At the end of his life, St. Thomas Aquinas had what some believe was a beatific vision and stopped short of completing his work entitled the Summa Theoligiae.

“The end of my labors is come. All that I have written appears to be as so much straw after the things that have been revealed to me.”

St. Thomas Aquinas

Consider the verses from 1 Corinthians 3:10-15.

According to the grace of God given to me, like a skilledmaster builder I laid a foundation, and someone else is building upon it. Let each one take care how he builds upon it. For no one can lay a foundation other than that which is laid, which is Jesus Christ. Now if anyone builds on the foundation with gold, silver, precious stones, wood, hay, straw— each one’s work will become manifest, for the Day will disclose it, because it will be revealed by fire, and the fire will test what sort of work each one has done. If the work that anyone has built on the foundation survives, he will receive a reward. If anyone’s work is burned up, he will suffer loss, though he himself will be saved, but only as through fire.

Arguably one of the world’s most brilliant minds, a theologian and a philosopher, St. Thomas Aquinas made it his life’s work to try to prove the existence of God and make the case for Christ. Why then would he say that his life’s work was straw?

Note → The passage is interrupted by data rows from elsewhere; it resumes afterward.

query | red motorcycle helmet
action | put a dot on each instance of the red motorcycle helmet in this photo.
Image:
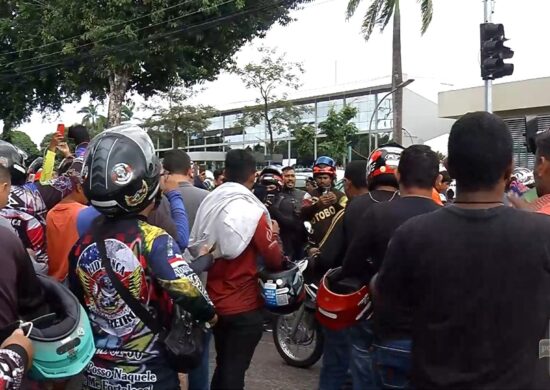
(341, 302)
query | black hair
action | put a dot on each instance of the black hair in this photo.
(385, 179)
(418, 167)
(480, 151)
(543, 144)
(5, 176)
(79, 134)
(288, 168)
(356, 172)
(239, 165)
(218, 173)
(177, 161)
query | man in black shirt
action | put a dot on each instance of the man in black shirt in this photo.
(417, 173)
(475, 275)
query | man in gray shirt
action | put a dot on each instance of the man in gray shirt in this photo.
(177, 164)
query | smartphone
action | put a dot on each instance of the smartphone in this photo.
(61, 129)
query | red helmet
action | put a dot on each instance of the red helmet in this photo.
(384, 160)
(341, 303)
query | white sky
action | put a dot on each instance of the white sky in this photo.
(334, 52)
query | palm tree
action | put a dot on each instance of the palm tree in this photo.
(379, 14)
(91, 115)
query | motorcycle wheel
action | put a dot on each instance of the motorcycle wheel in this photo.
(308, 337)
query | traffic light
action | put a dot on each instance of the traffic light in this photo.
(493, 52)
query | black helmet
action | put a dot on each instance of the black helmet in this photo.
(121, 171)
(13, 158)
(283, 291)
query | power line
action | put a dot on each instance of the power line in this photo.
(119, 34)
(105, 27)
(41, 67)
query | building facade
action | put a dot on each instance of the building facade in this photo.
(374, 117)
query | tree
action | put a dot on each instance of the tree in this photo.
(339, 131)
(304, 136)
(379, 14)
(271, 77)
(128, 111)
(110, 47)
(24, 142)
(178, 119)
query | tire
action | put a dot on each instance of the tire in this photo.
(307, 361)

If we are to take the words of the Apostle Paul seriously then we may conclude that the work of the Summa Theologiae was of St. Thomas’ own hands. He saw it clearly as a work of the flesh and not the Spirit. He knew his words would not survive the fire of purification.

The wisdom of God is foolishness to this world and the wisdom of this world is foolishness to God. There is only so far a person can go on the logic and reason of the human mind. We must see the spiritual with spiritual eyes and put on the mind of Christ. Our own human understanding cannot comprehend the light that the Word provides.

Though St. Thomas Aquinas considered his work straw, the Catholic church went on to use his last work in the at the council of Trent during the counter-reformation. I wonder what the church would have become if they had not adopted a worldy interpretation of Scripture. Maybe one day soon, we’ll see what the Church can be when she submits to and walks in the Spirit.